Em 2012, em uma conversa informal, Nathercia confidenciou às amigas-pesquisadoras que guardava cartas escritas por Paulo Freire, primo-irmão de sua mãe. A troca de correspondências aconteceu durante os tempos de exílio no Chile, quando ela tinha 9 anos. Juntas, as três pensaram em tornar pública essa experiência.
Incentivada a pensar nos ecos das palavras deixadas em sua vida pelo primo Paulo e nutrindo-se com fotografias, registros feitos por familiares, entre outros documentos, Nathercia atravessa as lembranças e passa a conversar intimamente com Nathercinha, como era chamada por Paulo, a menina que cuidou em não esquecer.
Madalena Freire, filha de Paulo, foi convidada a compartilhar lembranças e a trazer seu olhar sobre possíveis significados dessa correspondência. O processo de criação do livro surge desse encontro entre amigas e primas em uma viagem no tempo.
Em 2015, Laura Van Boekel, editora literária da ZIT, encantou-se com a proposta e sugeriu o nome de Bruna Assis Brasil para ilustrar o livro.
O livro, lançado no dia 2 de julho de 2016, é convite para uma aventura por tempos e lugares. Uma crônica que traz à tona o olhar de uma criança para um momento sombrio do país, para a cidade do Rio de Janeiro, em especial, para o bairro da Urca onde ficava a alegre cada da avó, sempre cheia de parentes e amigos.

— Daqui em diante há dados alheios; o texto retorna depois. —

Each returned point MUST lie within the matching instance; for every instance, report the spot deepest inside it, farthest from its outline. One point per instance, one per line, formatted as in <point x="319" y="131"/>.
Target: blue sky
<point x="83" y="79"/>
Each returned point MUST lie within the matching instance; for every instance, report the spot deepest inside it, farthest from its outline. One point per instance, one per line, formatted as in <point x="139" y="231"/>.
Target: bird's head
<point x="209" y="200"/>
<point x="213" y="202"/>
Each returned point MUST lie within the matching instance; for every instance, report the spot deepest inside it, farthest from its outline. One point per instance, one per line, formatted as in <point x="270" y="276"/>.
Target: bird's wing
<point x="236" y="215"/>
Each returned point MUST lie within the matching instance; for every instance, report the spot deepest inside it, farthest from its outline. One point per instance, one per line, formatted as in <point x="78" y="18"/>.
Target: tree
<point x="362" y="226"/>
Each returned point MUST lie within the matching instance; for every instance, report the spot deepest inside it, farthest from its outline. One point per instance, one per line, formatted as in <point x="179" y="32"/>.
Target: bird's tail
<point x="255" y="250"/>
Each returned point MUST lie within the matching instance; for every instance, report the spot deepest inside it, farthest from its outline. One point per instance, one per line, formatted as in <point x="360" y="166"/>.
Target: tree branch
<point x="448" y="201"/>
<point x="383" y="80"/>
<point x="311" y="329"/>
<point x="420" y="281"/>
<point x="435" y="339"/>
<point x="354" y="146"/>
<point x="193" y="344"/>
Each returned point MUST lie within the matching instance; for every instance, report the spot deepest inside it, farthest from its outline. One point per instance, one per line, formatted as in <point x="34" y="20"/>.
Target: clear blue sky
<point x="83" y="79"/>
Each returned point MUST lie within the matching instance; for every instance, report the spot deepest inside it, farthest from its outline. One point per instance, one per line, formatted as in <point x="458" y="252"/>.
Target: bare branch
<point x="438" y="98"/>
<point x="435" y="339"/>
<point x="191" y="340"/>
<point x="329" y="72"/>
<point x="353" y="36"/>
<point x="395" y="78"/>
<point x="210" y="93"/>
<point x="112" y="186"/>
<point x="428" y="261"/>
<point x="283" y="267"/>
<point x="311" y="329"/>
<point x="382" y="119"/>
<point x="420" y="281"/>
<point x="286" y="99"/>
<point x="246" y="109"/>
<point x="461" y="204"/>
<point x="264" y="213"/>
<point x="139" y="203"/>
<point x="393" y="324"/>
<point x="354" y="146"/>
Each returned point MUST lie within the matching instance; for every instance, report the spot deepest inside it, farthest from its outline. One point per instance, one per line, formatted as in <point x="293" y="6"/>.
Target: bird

É também o testemunho sobre a importância da delicadeza e da ternura cultivadas por adultos que souberam manter vivo o diálogo entre as gerações.
Trechos das cartas escritas por Paulo Freire para Nathercinha
Em uma das seis cartas, escrita em 1967, de Santiago – Chile, Paulo lança uma pergunta: “Se os homens grandes e as pessoas grandes pudessem ou quisessem rir como as roseiras, como as crianças, não lhe parece que o mundo seria uma coisa linda?”
Com letra caprichada, escreve em uma das cartas endereçadas para Nathercinha e sua irmã Edith: “Continuo trabalhando muito e estudando também. Vocês vão ver que a gente nunca para de estudar. Há sempre muita coisa para a gente aprender, mas a vida não pode ser só estudo. A gente também precisa brincar. Até quando a gente já está grande, como mamãe, papai, como eu que já estou ficando de barba branca, a gente precisa brincar. Só que o brinquedo da gente grande às vezes já não é igual ao dos meninos. E também tem gente grande que fica zangada quando os meninos querem brincar. Essa gente grande se esqueceu de quando era menino. Brincando a gente aprende muito, mas é preciso também estudar seriamente. O jeito que tem é equilibrar o brinquedo com o estudo. Espero que vocês façam sempre assim”.